4. We would like our properties to be independent of
one another, but it's likely that many might be dependent on method
size: basically, larger methods are more likely to contain more
dependencies, more cyclomatic complextity, etc., as is possibly
suggested in the attempt, below, to find One Metric To Rule Them All
by combining existing ones, yet producing results no better than the
uncombined versions. We will examine this in a later post.
Property combination
|
Change coefficient
|
Size
|
0.43
|
Dependencies from
|
0.45
|
Condition count
|
0.35
|
Impact set
|
0.35
|
Size + Impact set
|
0.45
|
Size + Dependencies from
|
0.43
|
Size + Dependencies from + Condition count + Impact set
|
0.45
|
5. There are two separate metrics: impacted set and impacted set, see figure 1 below.

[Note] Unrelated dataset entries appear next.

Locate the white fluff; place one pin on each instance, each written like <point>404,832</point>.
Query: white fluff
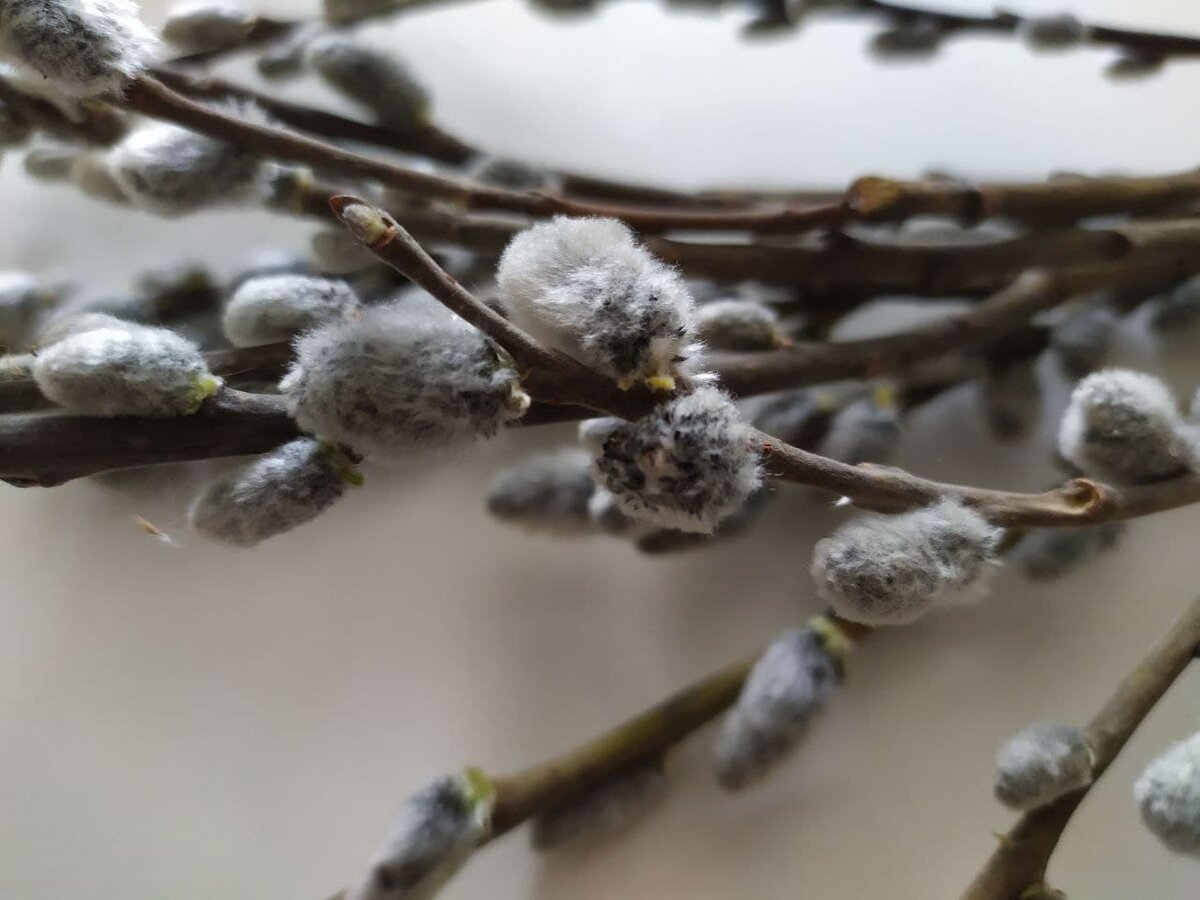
<point>738,325</point>
<point>271,495</point>
<point>787,687</point>
<point>1168,795</point>
<point>1126,427</point>
<point>433,834</point>
<point>138,371</point>
<point>546,492</point>
<point>891,570</point>
<point>1041,765</point>
<point>208,25</point>
<point>587,288</point>
<point>688,465</point>
<point>277,307</point>
<point>373,78</point>
<point>85,48</point>
<point>607,807</point>
<point>396,379</point>
<point>173,172</point>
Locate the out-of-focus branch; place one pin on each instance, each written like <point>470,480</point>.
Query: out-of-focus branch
<point>1023,856</point>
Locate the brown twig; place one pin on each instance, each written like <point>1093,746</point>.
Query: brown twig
<point>1023,856</point>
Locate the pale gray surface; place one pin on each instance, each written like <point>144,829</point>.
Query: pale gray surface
<point>191,724</point>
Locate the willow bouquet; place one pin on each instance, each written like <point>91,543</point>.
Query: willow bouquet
<point>691,336</point>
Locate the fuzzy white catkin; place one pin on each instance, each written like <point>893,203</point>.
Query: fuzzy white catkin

Impacted set is the set of all methods that depend directly or indirectly on a method. Impact set is the set of all methods that a given method directly or indirectly depends on. The impact set seems to correlate with method updates whereas the impact does not. Who knew?
Figure 1: Left: all methods. Middle: Impacted set of a selected method. Right: Impact set of that same selected method.